Patients usually have the operation as a day case. This means they come to hospital, have the operation and go home all in the same day. They may not have to go to sleep. Instead, the arm is numbed with an injection into the neck or around the shoulder. An inflatable bandage (like a blood pressure cuff) is put round the arm, this is called a tourniquet and it stops bleeding during the operation. A zigzag cut is made in the hand over the disease and the Dupuytren’s tissue is removed. The nerves and the blood vessels of the fingers are very close to the diseased tissue and may be damaged during surgery. After removing all the tissue the joints of the finger may need to be released. Skin grafts are needed in about 1 in 20 cases. The graft is quite small and is usually taken from your forearm. The wound is then stitched up. The hand is bandaged with a plaster of Paris splint.

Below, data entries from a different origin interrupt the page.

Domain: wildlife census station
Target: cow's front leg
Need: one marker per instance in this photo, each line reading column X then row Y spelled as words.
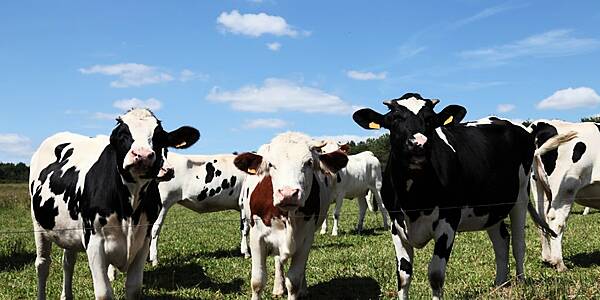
column 500, row 240
column 296, row 281
column 444, row 239
column 98, row 263
column 69, row 259
column 404, row 260
column 259, row 263
column 135, row 274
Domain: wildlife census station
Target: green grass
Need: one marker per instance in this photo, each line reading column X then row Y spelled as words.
column 199, row 260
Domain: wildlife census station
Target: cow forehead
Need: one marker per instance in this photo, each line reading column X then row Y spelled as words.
column 413, row 104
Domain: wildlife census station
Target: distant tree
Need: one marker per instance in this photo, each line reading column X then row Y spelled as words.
column 595, row 119
column 12, row 173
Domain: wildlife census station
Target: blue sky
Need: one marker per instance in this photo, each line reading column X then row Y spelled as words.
column 243, row 71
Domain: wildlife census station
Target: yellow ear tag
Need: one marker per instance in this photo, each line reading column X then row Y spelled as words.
column 449, row 120
column 374, row 125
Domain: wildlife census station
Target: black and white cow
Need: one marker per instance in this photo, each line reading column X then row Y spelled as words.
column 568, row 156
column 360, row 179
column 286, row 199
column 202, row 183
column 100, row 195
column 443, row 177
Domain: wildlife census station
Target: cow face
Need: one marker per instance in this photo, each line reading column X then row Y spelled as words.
column 141, row 145
column 291, row 160
column 411, row 121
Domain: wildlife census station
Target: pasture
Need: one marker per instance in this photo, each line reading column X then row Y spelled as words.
column 199, row 259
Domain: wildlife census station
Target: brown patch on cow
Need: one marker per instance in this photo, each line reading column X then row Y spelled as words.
column 261, row 202
column 334, row 161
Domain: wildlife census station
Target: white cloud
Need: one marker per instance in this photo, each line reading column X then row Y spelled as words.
column 359, row 75
column 504, row 108
column 486, row 13
column 274, row 46
column 265, row 123
column 280, row 94
column 553, row 43
column 15, row 147
column 129, row 74
column 256, row 25
column 571, row 98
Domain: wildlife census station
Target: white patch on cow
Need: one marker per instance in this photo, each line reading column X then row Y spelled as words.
column 413, row 104
column 443, row 137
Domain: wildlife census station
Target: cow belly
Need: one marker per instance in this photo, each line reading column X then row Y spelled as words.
column 589, row 195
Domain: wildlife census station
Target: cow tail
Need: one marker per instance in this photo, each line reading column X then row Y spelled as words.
column 540, row 223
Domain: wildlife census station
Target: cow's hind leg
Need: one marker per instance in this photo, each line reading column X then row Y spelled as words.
column 500, row 240
column 404, row 261
column 69, row 259
column 444, row 240
column 42, row 261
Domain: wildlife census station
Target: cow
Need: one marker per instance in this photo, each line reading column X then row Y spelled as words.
column 443, row 177
column 99, row 195
column 361, row 176
column 286, row 198
column 567, row 156
column 202, row 183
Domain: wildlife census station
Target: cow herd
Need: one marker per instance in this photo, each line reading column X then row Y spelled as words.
column 108, row 196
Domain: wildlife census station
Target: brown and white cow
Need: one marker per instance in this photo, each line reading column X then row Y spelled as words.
column 286, row 200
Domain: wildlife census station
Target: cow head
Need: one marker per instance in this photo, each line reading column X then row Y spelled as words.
column 411, row 122
column 291, row 160
column 141, row 145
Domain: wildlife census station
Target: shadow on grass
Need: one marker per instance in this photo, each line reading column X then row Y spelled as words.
column 17, row 257
column 176, row 275
column 346, row 288
column 585, row 260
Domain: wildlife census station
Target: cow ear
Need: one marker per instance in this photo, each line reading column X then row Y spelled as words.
column 368, row 118
column 451, row 115
column 334, row 161
column 248, row 162
column 183, row 137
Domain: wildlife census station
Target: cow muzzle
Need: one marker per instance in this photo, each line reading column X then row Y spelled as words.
column 287, row 198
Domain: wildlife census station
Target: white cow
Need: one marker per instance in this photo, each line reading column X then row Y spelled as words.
column 202, row 183
column 286, row 200
column 361, row 176
column 100, row 195
column 568, row 165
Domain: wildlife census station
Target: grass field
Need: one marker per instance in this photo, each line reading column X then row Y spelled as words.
column 199, row 260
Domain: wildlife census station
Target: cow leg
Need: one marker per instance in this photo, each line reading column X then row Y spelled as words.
column 244, row 231
column 444, row 240
column 259, row 264
column 500, row 240
column 42, row 261
column 69, row 259
column 98, row 263
column 518, row 218
column 336, row 214
column 279, row 280
column 404, row 260
column 135, row 274
column 362, row 209
column 295, row 280
column 156, row 233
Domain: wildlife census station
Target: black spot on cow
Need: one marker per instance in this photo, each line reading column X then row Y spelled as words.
column 225, row 184
column 210, row 172
column 203, row 194
column 405, row 266
column 313, row 202
column 578, row 151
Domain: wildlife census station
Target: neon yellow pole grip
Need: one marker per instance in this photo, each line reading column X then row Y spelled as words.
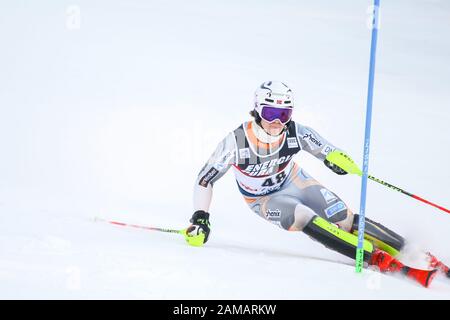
column 344, row 162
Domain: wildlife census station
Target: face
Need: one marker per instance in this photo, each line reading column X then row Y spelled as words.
column 274, row 128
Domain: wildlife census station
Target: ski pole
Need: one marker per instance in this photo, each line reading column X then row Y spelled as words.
column 384, row 183
column 344, row 162
column 196, row 240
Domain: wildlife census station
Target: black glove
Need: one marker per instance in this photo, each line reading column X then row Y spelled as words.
column 334, row 167
column 200, row 224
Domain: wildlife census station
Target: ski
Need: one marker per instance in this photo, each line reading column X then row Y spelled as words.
column 388, row 264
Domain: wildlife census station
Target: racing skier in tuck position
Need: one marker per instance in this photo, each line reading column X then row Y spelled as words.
column 261, row 154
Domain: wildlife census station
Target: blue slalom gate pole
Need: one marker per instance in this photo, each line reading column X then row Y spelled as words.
column 362, row 210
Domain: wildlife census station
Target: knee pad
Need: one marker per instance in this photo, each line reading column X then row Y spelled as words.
column 381, row 236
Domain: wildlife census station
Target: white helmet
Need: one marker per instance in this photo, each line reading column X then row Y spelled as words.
column 274, row 94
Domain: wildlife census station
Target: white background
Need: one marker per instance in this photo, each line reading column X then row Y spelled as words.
column 110, row 108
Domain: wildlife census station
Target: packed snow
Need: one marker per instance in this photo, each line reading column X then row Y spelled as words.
column 109, row 109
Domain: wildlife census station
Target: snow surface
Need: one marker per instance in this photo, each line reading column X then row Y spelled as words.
column 112, row 113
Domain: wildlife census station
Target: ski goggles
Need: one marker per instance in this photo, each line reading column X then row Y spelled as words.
column 270, row 114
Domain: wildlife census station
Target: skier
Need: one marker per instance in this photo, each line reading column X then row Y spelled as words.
column 276, row 188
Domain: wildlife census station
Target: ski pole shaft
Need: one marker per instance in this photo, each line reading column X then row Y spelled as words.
column 122, row 224
column 384, row 183
column 193, row 240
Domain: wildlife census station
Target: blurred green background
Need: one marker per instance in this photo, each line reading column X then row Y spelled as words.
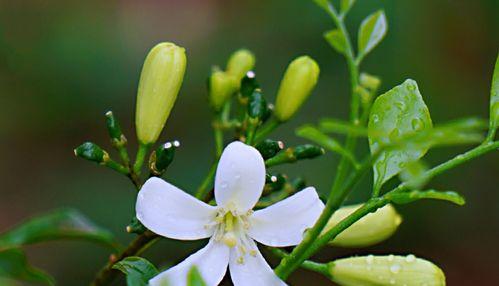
column 64, row 63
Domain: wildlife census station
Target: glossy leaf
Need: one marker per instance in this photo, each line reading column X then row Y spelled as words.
column 395, row 114
column 138, row 270
column 194, row 278
column 311, row 133
column 59, row 224
column 494, row 97
column 372, row 30
column 346, row 5
column 14, row 265
column 336, row 39
column 409, row 197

After the operation a sling is provided. This keeps the hand up and cuts down on swelling. It is best to keep the hand in the sling when upright, or, raised on pillows when lying for the first two days. The post-operative dressings are replaced with a removable splint after two or three days and physiotherapy is commenced. Using the hand as normally as possible speeds recovery. The hand must be kept clean and dry. The stitches are taken out at 10-14 days after the operation. The ward staff will arrange this. Driving is not normally allowed until the stitches have been removed. If there have been no complications there will be no limits on what you are allowed to do after the stitches are removed. You will be asked to wear a splint on your finger at night for six months after surgery.

Time off work is usually 2-7 days for people in light work and 2-6 weeks for people in heavy, dirty work. People working with food are not allowed back to work until the wound is completely healed.

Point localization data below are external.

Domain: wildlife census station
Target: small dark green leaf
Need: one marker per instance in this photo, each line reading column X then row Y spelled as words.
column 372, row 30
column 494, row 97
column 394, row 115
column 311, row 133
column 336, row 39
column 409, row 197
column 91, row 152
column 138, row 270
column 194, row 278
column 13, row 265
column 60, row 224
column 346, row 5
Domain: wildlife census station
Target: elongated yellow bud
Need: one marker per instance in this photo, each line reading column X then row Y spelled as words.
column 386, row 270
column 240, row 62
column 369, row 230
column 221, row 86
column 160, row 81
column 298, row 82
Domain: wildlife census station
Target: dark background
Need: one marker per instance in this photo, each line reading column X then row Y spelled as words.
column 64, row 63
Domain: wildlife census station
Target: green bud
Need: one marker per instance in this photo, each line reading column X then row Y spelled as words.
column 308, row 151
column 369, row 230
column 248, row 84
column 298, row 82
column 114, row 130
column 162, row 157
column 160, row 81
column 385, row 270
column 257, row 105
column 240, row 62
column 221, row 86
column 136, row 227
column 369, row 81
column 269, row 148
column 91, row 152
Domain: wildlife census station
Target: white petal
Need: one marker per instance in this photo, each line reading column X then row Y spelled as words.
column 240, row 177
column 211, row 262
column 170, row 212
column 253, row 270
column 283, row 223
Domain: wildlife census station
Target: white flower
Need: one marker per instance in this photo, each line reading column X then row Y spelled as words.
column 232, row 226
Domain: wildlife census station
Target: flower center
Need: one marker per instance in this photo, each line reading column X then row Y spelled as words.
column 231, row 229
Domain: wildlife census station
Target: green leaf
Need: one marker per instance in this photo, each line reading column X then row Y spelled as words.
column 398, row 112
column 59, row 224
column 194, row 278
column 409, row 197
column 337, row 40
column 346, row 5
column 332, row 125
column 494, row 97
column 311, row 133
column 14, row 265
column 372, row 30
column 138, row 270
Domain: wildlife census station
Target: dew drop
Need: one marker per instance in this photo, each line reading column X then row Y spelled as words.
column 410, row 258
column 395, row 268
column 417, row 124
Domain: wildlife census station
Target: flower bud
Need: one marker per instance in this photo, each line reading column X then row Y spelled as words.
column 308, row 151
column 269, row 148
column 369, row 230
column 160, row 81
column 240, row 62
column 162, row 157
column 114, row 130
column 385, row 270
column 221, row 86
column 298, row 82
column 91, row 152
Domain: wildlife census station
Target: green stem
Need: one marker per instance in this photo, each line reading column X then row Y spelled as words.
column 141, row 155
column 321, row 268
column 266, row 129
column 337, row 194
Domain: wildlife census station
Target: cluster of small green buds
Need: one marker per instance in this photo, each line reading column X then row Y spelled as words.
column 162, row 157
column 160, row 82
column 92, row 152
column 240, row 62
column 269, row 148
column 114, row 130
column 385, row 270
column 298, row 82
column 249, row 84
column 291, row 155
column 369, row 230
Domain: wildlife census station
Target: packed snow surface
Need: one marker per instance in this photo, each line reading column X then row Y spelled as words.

What are the complications of fasciectomy?

Infection – the most common, usually easily treatable with antibiotics.

Nerve injury – bruising injury is as common as 10% of cases, but gets better without treatment. Permanent injury is rare but serious. Usually treated by surgery to the nerve.

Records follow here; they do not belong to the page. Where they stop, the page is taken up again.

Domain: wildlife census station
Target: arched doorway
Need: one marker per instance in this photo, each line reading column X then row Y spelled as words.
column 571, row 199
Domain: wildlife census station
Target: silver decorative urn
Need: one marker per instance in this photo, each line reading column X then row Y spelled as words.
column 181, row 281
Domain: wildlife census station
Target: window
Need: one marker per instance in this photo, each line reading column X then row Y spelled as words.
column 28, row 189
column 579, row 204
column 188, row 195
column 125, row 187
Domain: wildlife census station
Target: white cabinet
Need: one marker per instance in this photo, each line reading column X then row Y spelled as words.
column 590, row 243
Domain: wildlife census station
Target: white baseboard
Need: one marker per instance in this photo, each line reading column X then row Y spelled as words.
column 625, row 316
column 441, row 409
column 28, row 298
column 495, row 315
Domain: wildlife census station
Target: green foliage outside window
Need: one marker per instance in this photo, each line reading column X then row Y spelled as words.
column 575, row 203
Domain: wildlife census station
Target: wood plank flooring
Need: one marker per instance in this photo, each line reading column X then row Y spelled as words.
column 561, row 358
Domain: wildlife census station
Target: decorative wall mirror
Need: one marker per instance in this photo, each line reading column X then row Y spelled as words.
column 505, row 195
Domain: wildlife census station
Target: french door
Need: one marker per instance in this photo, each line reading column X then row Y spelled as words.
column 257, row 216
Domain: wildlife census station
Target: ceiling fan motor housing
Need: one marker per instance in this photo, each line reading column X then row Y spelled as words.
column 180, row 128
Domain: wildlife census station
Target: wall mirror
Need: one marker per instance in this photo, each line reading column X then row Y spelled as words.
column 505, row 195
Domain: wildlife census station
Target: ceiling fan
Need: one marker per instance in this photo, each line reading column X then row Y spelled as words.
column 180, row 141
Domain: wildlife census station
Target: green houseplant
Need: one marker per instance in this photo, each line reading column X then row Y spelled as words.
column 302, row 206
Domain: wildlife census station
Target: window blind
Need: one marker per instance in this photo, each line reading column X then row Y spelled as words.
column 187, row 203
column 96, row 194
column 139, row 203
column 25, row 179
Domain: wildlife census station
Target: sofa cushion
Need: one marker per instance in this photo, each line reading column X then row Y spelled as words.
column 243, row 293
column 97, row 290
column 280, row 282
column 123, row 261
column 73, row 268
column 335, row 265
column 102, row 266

Vessel injury – very uncommon but serious. If the blood supply to the finger does not recover the finger may need to be removed at a later date.

Stiffness – if you had joint releases at surgery then your fingers may be stiff. Most simple cases do well without physiotherapy. You are encouraged to move the fingers as much as possible after surgery.

Dystrophy – extremely rare but serious complication in which the whole hand gets very sore and seizes up. It can be treated but treatment can take a long time and the hand may be stiffened at the end.

Recurrence – not strictly a complication. Commonly the scar is tender for some months afterwards. This is normal and will go away. Massaging with moisturising cream will help.